A team I have been working with recently had a crisis. The customer of their project had put everything on hold. In other words, the project was cancelled. The company had plenty of other work to be done so they were not worried about losing their jobs. The biggest worry for the team was breaking up.
Projects need teams?
It is a very common practice for companies to manage work into projects. Customers understand this and portfolio management, even management of larger projects, tends to naturally fall into divisions of projects. The difficulty is that companies naturally extend this into creating a project centric view of all process. What equipment does the project need? Which lab facilities are available for the project? Who are the resources with the right skills?
That last question is about people. When we think of people as “resources” and “skill sets” we start to see them as interchangeable parts of a machine that will work on a project. So we take a group of people, many who have never worked together, and assign them to a project and call them a team. Because, if you are on the same project, you must be a team, right?
Preventing a team
Teams need time to learn how to work together, to figure out likes, dislikes and strengths of each member and time to develop an identity and trust. These things don’t happen by declaration and don’t happen in one week or even one month. When these deep interaction attributes solidify, the group of individuals becomes a team. Great teams can take on whatever you throw at them!
The habit of swapping people in and out of teams is destructive to building these connections and high-bandwidth communication channels. Ester Derby points out some of these bad effects:
Plucking people off the team or poking people into the team causes a re-set in the team forming process. Mess with the membership often enough, and people will stop trying. When team membership feels like a revolving door, individuals won’t put in the effort to form team bonds. You may get a group that functions reasonably well, but you’ll miss out on the team effect.
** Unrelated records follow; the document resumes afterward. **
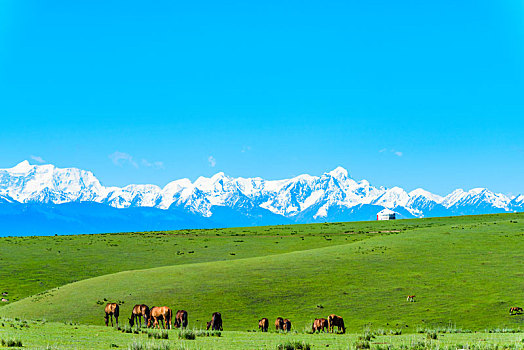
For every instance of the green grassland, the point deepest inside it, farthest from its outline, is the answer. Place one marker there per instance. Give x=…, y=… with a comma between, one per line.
x=465, y=272
x=50, y=335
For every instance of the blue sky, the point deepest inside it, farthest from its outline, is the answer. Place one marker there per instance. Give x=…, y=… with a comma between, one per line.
x=408, y=93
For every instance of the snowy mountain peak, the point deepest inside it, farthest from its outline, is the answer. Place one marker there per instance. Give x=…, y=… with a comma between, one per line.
x=303, y=197
x=419, y=192
x=20, y=168
x=339, y=173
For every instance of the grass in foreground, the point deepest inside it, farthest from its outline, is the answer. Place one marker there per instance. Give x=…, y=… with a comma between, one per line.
x=44, y=335
x=467, y=271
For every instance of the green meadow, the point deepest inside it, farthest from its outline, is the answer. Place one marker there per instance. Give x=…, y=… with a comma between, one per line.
x=465, y=272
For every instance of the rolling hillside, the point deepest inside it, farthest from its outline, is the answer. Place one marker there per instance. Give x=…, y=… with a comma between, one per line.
x=466, y=270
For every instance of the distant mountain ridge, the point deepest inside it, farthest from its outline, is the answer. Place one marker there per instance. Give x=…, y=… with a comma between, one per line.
x=222, y=201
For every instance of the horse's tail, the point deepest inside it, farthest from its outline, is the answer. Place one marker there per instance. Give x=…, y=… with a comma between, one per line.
x=169, y=317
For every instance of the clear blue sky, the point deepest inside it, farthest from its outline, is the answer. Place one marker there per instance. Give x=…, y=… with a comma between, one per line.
x=409, y=93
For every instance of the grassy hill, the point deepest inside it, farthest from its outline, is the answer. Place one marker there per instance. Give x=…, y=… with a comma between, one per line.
x=463, y=270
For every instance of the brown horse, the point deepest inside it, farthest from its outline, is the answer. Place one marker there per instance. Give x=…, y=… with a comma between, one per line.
x=162, y=313
x=138, y=312
x=279, y=324
x=334, y=320
x=111, y=309
x=287, y=325
x=181, y=319
x=263, y=324
x=216, y=322
x=320, y=324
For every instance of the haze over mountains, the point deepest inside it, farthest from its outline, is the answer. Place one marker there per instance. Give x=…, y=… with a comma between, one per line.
x=44, y=199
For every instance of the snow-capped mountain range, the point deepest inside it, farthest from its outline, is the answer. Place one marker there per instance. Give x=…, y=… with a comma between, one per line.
x=332, y=196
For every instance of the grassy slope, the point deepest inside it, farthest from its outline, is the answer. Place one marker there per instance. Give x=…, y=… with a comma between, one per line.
x=464, y=270
x=38, y=335
x=30, y=265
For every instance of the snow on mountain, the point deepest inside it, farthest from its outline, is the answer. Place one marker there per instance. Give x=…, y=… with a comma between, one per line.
x=292, y=198
x=46, y=183
x=476, y=197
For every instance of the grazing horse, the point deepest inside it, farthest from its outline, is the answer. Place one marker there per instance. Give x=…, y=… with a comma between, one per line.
x=263, y=324
x=216, y=322
x=162, y=313
x=334, y=320
x=320, y=324
x=279, y=324
x=138, y=312
x=111, y=309
x=287, y=325
x=181, y=319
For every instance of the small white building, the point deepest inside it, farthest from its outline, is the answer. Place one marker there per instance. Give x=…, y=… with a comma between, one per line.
x=386, y=214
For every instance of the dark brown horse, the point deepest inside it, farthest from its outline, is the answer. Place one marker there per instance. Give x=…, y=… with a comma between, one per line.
x=216, y=322
x=279, y=324
x=336, y=321
x=111, y=309
x=263, y=324
x=162, y=313
x=181, y=319
x=287, y=325
x=138, y=312
x=320, y=324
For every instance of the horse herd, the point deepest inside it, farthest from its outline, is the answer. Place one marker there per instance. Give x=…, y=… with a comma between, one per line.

It is surprising to me that we fail to see the cost of breaking apart a team. In the project-centric managing view, a project ends so the team gets split apart on new projects. And we throw away the investment we made over months of work, choosing instead to pay the cost of re-building a high-performing team.
Teams need projects!
If creating teams around projects is the bad for true teamwork, what do we do with teams and projects? The Agile Manifesto has an answer in it’s fifth principle:
Build projects around motivated individuals. Give them the environment and support they need, and trust them to get the job done.
Once you have a high-performing team, define projects that they can do. Work with your customers to create a project that your teams have already proven that they can build and impress people doing. The costs of dividing people and rebuilding trust, communication and capabilities is very high. And your teams who have learned how to act as one will be happier to know their joint contribution is valued.
By the way, that team who was afraid of breaking up had a happy ending. We figured out with management and company needs how they could stay together and continue impressing customers. It was a nice beginning to that ending!